The election in Peru is the leader for the end of the candidate, left left, Pedro Castillo

LIMA – Peruvian left-wing candidate Pedro Castillo is set to win the Andean country’s presidential election in the first round, although he will get a run-off vote in June with voters fragmented after a year of political and economic crisis.

The 51-year-old union leader and primary school teacher, a winner of the shock after a late surge in the polls, had 16.2% of the vote with half of the votes on the official count here. A quick score from Ipsos Peru showed how he won the race.

The level of support falls well below the majority needed to win straight, meaning that Castillo will address the candidate in second place in a vote against the principal.

The official score showed the liberal economist Hernando de Soto in second place with 13.6% and the far right’s Rafael Lopez Aliaga in third place with 12.9%. Conservative Keiko Fujimori was also in fourth place with 12.9%, but won field when votes were counted. The quick score predicted she would come second.

Because many are caught off guard by Castillo’s success, the unexpected outcome is likely to make a dent in the future leadership of the world’s second largest copper producer, where political uncertainty has plagued markets over the past few months.

Peru struggles with a new spate of COVID-19 infections with crowded hospitals, exacerbating a sense of crisis in the country, which accused one president last year and another resigned shortly afterwards amid deadly street protests .

Castillo, whose Free Party calls him a ‘socialist left’, undertook to draft the constitution to weaken the business elite and give the state a more dominant role in sectors such as mining, oil, hydropower, gas and communication.

“I am grateful to the Peruvian people for this result,” Castillo, who wore a trademark cowboy hat when he arrived on horseback to vote, told supporters. “I ask for calm until the final results.”

Second place?

The free marketer Fujimori is a deeply divided figure whose father, a former president, has been jailed for human rights violations. She herself spent time relocating over allegations that she received $ 1.2 million from the Brazilian construction company Odebrecht, which she denies.

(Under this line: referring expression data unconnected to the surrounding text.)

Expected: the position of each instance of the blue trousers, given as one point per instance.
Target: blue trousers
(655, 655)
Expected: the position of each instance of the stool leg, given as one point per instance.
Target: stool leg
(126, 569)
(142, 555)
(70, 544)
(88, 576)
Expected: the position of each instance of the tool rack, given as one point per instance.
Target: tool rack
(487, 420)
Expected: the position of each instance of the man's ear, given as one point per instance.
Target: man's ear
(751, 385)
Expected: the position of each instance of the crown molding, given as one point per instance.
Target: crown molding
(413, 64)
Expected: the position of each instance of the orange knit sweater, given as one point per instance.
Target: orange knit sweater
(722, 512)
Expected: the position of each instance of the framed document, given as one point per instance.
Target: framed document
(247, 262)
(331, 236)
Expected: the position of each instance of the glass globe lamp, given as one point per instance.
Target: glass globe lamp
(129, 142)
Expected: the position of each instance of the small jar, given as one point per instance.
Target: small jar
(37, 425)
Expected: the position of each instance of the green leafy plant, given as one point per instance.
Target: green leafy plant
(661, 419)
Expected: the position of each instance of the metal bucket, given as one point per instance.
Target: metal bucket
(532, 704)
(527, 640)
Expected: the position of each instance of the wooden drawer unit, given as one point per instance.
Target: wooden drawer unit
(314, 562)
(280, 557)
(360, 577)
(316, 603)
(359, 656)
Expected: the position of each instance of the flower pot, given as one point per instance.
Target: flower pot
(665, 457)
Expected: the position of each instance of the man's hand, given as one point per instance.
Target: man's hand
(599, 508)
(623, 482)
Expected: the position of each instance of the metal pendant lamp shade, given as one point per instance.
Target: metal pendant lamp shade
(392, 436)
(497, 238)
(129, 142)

Hernando de Soto is a strong supporter of free markets and will continue to spend to strengthen the economy, while Lopez Aliaga is a hotel and railway magnate and a member of Opus Dei is often compared to Brazilian leader Jair Bolsonaro.

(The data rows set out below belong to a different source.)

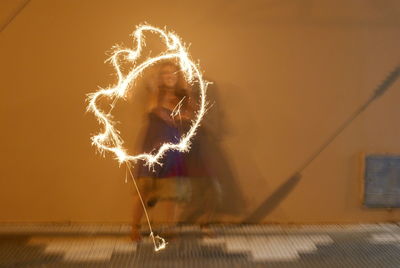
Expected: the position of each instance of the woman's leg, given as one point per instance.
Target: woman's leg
(144, 184)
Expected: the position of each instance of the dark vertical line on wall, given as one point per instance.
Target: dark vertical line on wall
(14, 15)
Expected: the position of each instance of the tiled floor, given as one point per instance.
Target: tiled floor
(374, 245)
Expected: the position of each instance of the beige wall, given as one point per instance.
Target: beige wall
(286, 75)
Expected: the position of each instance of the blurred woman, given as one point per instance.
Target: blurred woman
(164, 182)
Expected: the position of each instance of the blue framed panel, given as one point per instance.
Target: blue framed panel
(382, 181)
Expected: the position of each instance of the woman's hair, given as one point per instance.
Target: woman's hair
(181, 79)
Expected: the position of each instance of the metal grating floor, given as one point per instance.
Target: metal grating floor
(372, 245)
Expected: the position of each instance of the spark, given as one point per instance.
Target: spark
(109, 139)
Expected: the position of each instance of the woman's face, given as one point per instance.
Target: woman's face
(169, 76)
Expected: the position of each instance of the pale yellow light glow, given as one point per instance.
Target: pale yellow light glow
(110, 140)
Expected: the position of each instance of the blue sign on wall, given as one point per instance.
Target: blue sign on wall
(382, 181)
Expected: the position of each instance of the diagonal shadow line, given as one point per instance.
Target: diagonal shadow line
(278, 196)
(13, 16)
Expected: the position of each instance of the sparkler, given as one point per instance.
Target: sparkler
(110, 140)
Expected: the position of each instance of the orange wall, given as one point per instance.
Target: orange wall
(286, 75)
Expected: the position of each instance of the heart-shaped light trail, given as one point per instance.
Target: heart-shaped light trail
(109, 139)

Celebrations in Castillo’s hometown of Cajamarca, in the northern highlands of Peru, continued into the night. The left has risen late from the back of the leading group of candidates, with polls showing he has won strong support in Peru’s five poorest regions.

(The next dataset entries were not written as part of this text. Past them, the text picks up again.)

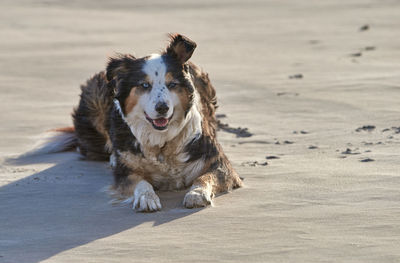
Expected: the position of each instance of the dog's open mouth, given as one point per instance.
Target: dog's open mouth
(160, 123)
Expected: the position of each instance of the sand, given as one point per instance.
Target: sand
(301, 76)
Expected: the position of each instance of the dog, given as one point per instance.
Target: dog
(154, 119)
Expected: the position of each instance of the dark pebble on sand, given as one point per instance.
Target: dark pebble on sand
(364, 28)
(367, 160)
(240, 132)
(349, 151)
(254, 164)
(296, 76)
(358, 54)
(366, 128)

In addition to the promise to tear up the 27-year-old constitution, a key demand of the young protesters who launched anti-government protests last year, he said he would keep his teacher’s salary and reduce that of lawmakers.

In the ballot, Peruvians also vote for the 130-seat congress, which looks set to remain very fragmented with about ten parties apparently reaching the threshold for representation in the legislature, but not one with a clear majority.